Multiple SBA is a rare condition with only few reports in the literature [[8], [9], [10], [11], [12], [13]]. Most of these cases occurs in elder patients and some of them associated with known risk factors. Our case differs in the young age of the patient and lack of known predisposing factors that might explain its appearance. Multiple diagnostic studies were used to determine the exact location and quantity of lesions before definitive treatment, showing that there isn’t one single study to accurately stage the patient.

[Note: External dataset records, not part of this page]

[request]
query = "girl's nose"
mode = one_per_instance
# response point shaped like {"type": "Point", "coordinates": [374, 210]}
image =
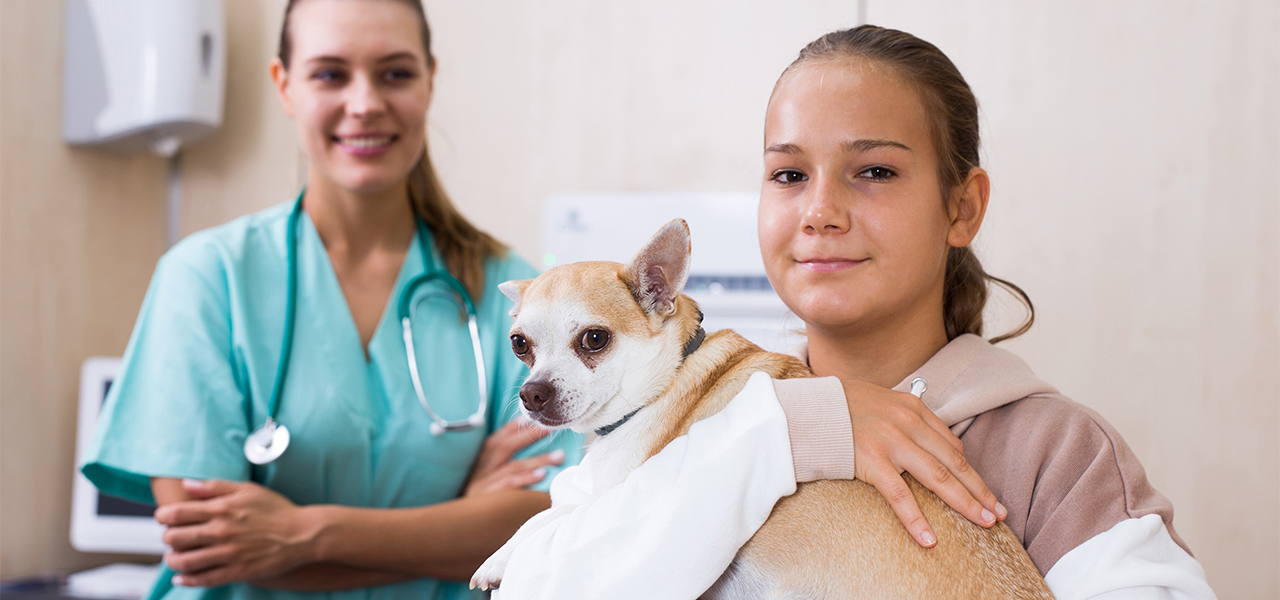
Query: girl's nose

Surgery with segmental resections was consider the main treatment leaving adjuvant therapy due to the lack of poor prognostic factors and lack of real benefit opting for an expectant management.

Conflicts of interest

The authors have no conflict of interests.

Funding source

This research did not receive any specific grant from funding agencies in the public, commercial, or not-for-profit sectors.

Ethical approval

Our institution has exempted ethical approval. We have informed consent of the patient for the presentation of this case.

Consent

Written informed consent was obtained from the patient for publication of this case report and accompanying images. A copy of the written consent is available for review by the Editor-in-Chief of this journal on request.

Author contribution

Cavalla C, Oppliger F surgeons and designed the report. Castiblanco A, performed the histopathology analysis. Margarit S performed the genetic analysis. Valderrama R. gastrointestinal physician, Schiappacasse G collected the patient’s clinical data. Oppliger F, Cavalla C analysed the data and wrote the paper.

Guarantor

Cristián Cavalla and Federico Oppliger.